Monday, 5 March 2012

LAST NIGHT I PRAYED...

...not to grow old. I prayed to God that He would let me die early, in my sleep. I know it's a morbid thought for most people but do you realize that being alive causes death? I am not prepared to die now, so I hope God would not allow that this early. But still, everyone dies eventually. FACT. So what made me say that prayer?

I have come to terms with myself. I have accepted that there is a possibility that I would never get married...nor have a child. Why, you ask. Because I tend to complicate things. I complicate things that are so simple. I realized that when I was teaching. Somehow, I feel a satisfaction when I complicate things and my students would have to squeeze all the juices out of their brains to get an answer. When they do get the answer, I feel so proud. I know those few students who were able to do it feel it too.

When I started working as an accountant, my former boss would always scold me because I always make my schedules hard for her to understand.
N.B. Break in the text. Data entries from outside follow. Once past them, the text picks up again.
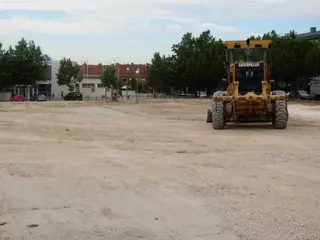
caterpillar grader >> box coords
[207,39,289,129]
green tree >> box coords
[147,30,320,92]
[147,30,224,92]
[0,43,9,90]
[56,58,83,92]
[3,38,47,85]
[100,66,122,99]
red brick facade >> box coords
[80,63,147,85]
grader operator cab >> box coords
[207,39,288,129]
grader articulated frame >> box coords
[207,39,289,129]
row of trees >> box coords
[0,38,47,90]
[0,38,125,94]
[147,30,320,92]
[0,30,320,96]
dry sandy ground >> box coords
[0,100,320,240]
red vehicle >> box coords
[9,95,25,102]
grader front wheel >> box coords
[273,100,289,129]
[212,102,225,129]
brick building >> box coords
[80,63,147,86]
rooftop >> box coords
[297,27,320,40]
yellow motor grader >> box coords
[207,39,289,129]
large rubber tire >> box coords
[274,100,289,129]
[212,102,225,129]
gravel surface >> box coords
[0,100,320,240]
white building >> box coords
[0,60,135,101]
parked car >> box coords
[196,91,207,98]
[63,92,83,101]
[9,95,25,102]
[30,93,48,102]
[295,90,315,100]
[271,90,286,95]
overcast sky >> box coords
[0,0,320,63]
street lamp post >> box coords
[136,69,140,103]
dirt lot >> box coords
[0,100,320,240]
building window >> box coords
[82,83,95,88]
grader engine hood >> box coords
[235,62,264,95]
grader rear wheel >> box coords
[212,102,225,129]
[273,100,289,129]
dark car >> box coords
[30,93,48,102]
[295,90,315,100]
[63,92,83,101]
[9,95,25,102]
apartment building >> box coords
[0,58,147,101]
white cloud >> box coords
[0,0,320,35]
[0,0,320,62]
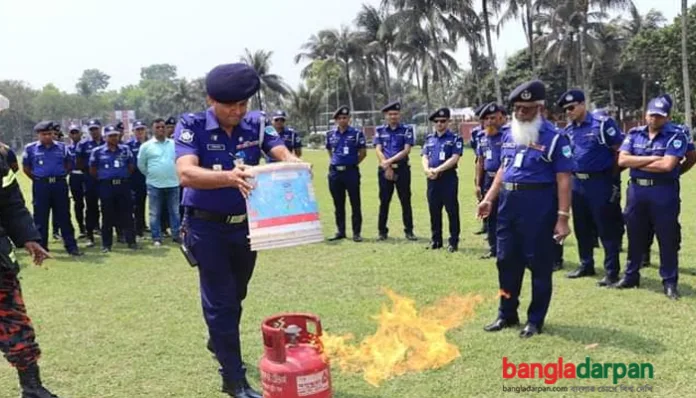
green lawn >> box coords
[0,150,696,398]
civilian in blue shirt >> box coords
[126,120,147,237]
[326,106,367,242]
[478,80,573,338]
[557,89,624,287]
[614,97,689,300]
[89,125,138,253]
[174,63,300,398]
[67,125,87,239]
[421,108,464,253]
[373,101,418,240]
[475,102,507,259]
[22,121,81,256]
[75,119,104,247]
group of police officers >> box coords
[2,60,696,398]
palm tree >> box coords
[241,48,290,110]
[681,0,691,129]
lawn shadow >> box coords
[546,323,665,355]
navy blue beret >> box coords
[556,88,585,108]
[428,108,450,121]
[382,101,401,112]
[334,105,350,119]
[273,110,288,120]
[508,80,546,104]
[34,120,55,133]
[205,63,261,103]
[478,102,505,119]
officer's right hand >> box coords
[477,200,491,219]
[227,165,254,198]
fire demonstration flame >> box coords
[322,289,484,387]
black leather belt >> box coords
[34,176,65,184]
[186,207,247,224]
[503,182,553,191]
[631,178,677,187]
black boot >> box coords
[17,363,58,398]
[222,379,263,398]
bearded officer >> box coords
[373,101,417,240]
[326,106,367,242]
[421,108,464,253]
[478,80,573,338]
[614,97,689,300]
[476,102,509,259]
[557,89,624,287]
[174,64,300,398]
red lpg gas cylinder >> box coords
[259,314,331,398]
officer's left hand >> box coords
[24,242,53,265]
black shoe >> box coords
[597,276,619,287]
[222,379,263,398]
[611,277,640,289]
[479,250,496,260]
[520,322,541,339]
[665,285,679,300]
[566,266,596,279]
[17,364,58,398]
[483,318,520,332]
[329,234,346,242]
[425,242,442,250]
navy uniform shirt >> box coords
[501,120,574,184]
[326,126,366,166]
[421,129,464,171]
[89,144,134,180]
[75,137,104,174]
[372,124,415,162]
[22,141,70,178]
[564,112,624,173]
[620,123,689,180]
[476,127,506,171]
[174,108,284,215]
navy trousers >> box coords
[427,170,460,246]
[497,184,558,326]
[624,181,681,284]
[32,177,77,252]
[184,216,256,381]
[377,164,413,235]
[572,173,624,277]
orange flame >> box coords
[322,289,483,387]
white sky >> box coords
[0,0,681,92]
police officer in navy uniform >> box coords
[614,97,689,300]
[326,106,367,242]
[126,120,147,237]
[89,125,138,253]
[470,103,488,235]
[373,101,417,240]
[476,102,509,259]
[75,119,104,247]
[421,108,464,253]
[557,89,624,287]
[478,80,573,338]
[22,121,81,256]
[67,124,86,239]
[174,64,300,398]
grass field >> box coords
[0,150,696,398]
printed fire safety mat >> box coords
[247,162,324,251]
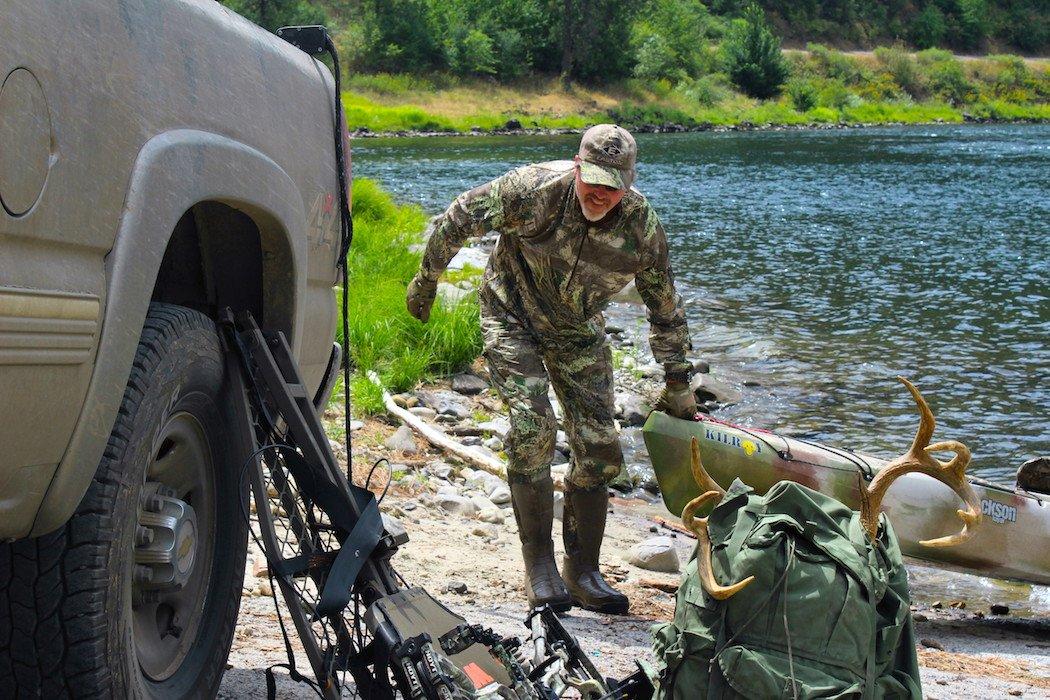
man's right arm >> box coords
[417,175,506,284]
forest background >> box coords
[223,0,1050,132]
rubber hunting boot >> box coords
[510,476,572,612]
[562,484,629,615]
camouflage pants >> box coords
[481,304,624,489]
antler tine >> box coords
[919,440,981,547]
[689,436,726,494]
[681,491,755,600]
[897,376,937,455]
[860,377,981,547]
[681,437,755,600]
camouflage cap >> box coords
[579,124,638,190]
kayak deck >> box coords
[643,411,1050,586]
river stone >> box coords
[447,246,488,270]
[408,406,438,421]
[488,484,510,506]
[478,506,507,525]
[616,394,649,426]
[470,525,499,539]
[628,536,679,574]
[437,482,460,495]
[438,401,470,420]
[426,462,453,481]
[453,373,488,396]
[478,417,510,440]
[470,493,498,513]
[435,491,478,517]
[638,363,664,379]
[383,425,419,454]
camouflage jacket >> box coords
[420,161,692,375]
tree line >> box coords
[222,0,1050,87]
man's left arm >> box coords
[634,207,696,419]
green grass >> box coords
[343,49,1050,133]
[342,92,594,133]
[339,178,481,415]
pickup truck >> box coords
[0,0,349,699]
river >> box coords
[354,125,1050,483]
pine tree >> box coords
[722,4,789,100]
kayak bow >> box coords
[643,411,1050,586]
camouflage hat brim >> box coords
[580,161,627,190]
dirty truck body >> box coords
[0,0,339,697]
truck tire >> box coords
[0,303,247,700]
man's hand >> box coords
[405,275,438,323]
[656,381,696,421]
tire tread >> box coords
[0,302,234,698]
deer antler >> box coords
[681,438,755,600]
[860,377,981,547]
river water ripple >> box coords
[354,126,1050,482]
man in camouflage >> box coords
[407,124,696,613]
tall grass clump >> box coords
[340,179,481,415]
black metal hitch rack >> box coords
[219,310,652,700]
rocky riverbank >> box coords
[219,237,1050,698]
[219,394,1050,698]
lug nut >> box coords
[134,525,155,546]
[132,564,153,584]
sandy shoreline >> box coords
[219,382,1050,698]
[219,237,1050,698]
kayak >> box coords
[643,411,1050,586]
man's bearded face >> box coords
[576,162,627,221]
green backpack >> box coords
[653,480,922,700]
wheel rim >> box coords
[131,407,215,681]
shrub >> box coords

You see, I explain the way I think...and I confuse her. For me, easy is boring. There is no sense of achievement in that.

So, the same thing applies to my choices in life. I like it complicated. The love stories I made up in my mind would not be acceptable to most guys or is close to impossible to happen in real life. That is why I have to accept the POSSIBILITY of growing old alone.

People always tell me to get married so that someone could take care of me when I grow old. My solution: don't grow old. Hence, the prayer last night.